I can tweak that to send it at most once per day per VM size (so if you do change your VM size, you’ll get a new email if it still OOMs). Or maybe every hour?
Some apps will OOM a lot, that’s why we put in a limit at first.
Honestly I’m not sure what I want. In my case I think I would like to at least be aware of all crashes. Maybe an option would be to send emails once a day, but include all the crashes in that e-mail since the last e-mail
Some other feedback:
“Your “foobar” application hosted on Fly.io crashed because it ran out of memory."
It’s a bit unclear actually what this means. The first thing I’m thinking when I read this: Our main Docker process (or whatever that’s called) crashed and now our VM restarted. This is not the case though. We run supervisord
to manage a bunch of workers and even if one of the workers crashes, we get this message. I like that we are notified, but I think some more information would be welcome.
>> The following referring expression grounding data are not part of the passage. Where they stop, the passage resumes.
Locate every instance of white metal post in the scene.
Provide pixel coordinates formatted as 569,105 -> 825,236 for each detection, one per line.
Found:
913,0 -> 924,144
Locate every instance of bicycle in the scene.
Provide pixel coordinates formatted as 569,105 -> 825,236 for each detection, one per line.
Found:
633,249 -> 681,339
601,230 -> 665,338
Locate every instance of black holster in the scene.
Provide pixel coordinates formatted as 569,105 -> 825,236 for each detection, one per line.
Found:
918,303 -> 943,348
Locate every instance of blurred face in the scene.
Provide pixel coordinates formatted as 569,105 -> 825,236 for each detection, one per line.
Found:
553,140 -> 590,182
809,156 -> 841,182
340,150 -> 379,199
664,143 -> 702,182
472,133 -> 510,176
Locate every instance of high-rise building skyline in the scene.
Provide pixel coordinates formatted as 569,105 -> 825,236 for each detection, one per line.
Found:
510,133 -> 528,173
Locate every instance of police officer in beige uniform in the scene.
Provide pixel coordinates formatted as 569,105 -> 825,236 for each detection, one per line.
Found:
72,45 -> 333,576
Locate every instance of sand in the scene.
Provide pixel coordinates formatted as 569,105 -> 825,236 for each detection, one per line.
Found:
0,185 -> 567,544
Also, the suggested commands for scaling (e.g. fly scale vm shared-cpu-1x --memory 1024 -a foo-bar
) don’t take into account your app having multiple processes.
Also, I would love some more info that we can use to debug. Which VM ID? Which process group? Perhaps even show us the command that we can use to log in to that particular VM
We’re now tracking this internally. Sounds like we should make a change here.
I can’t give you an ETA on that. Maybe the easiest fix right now is to set it to send an email hourly.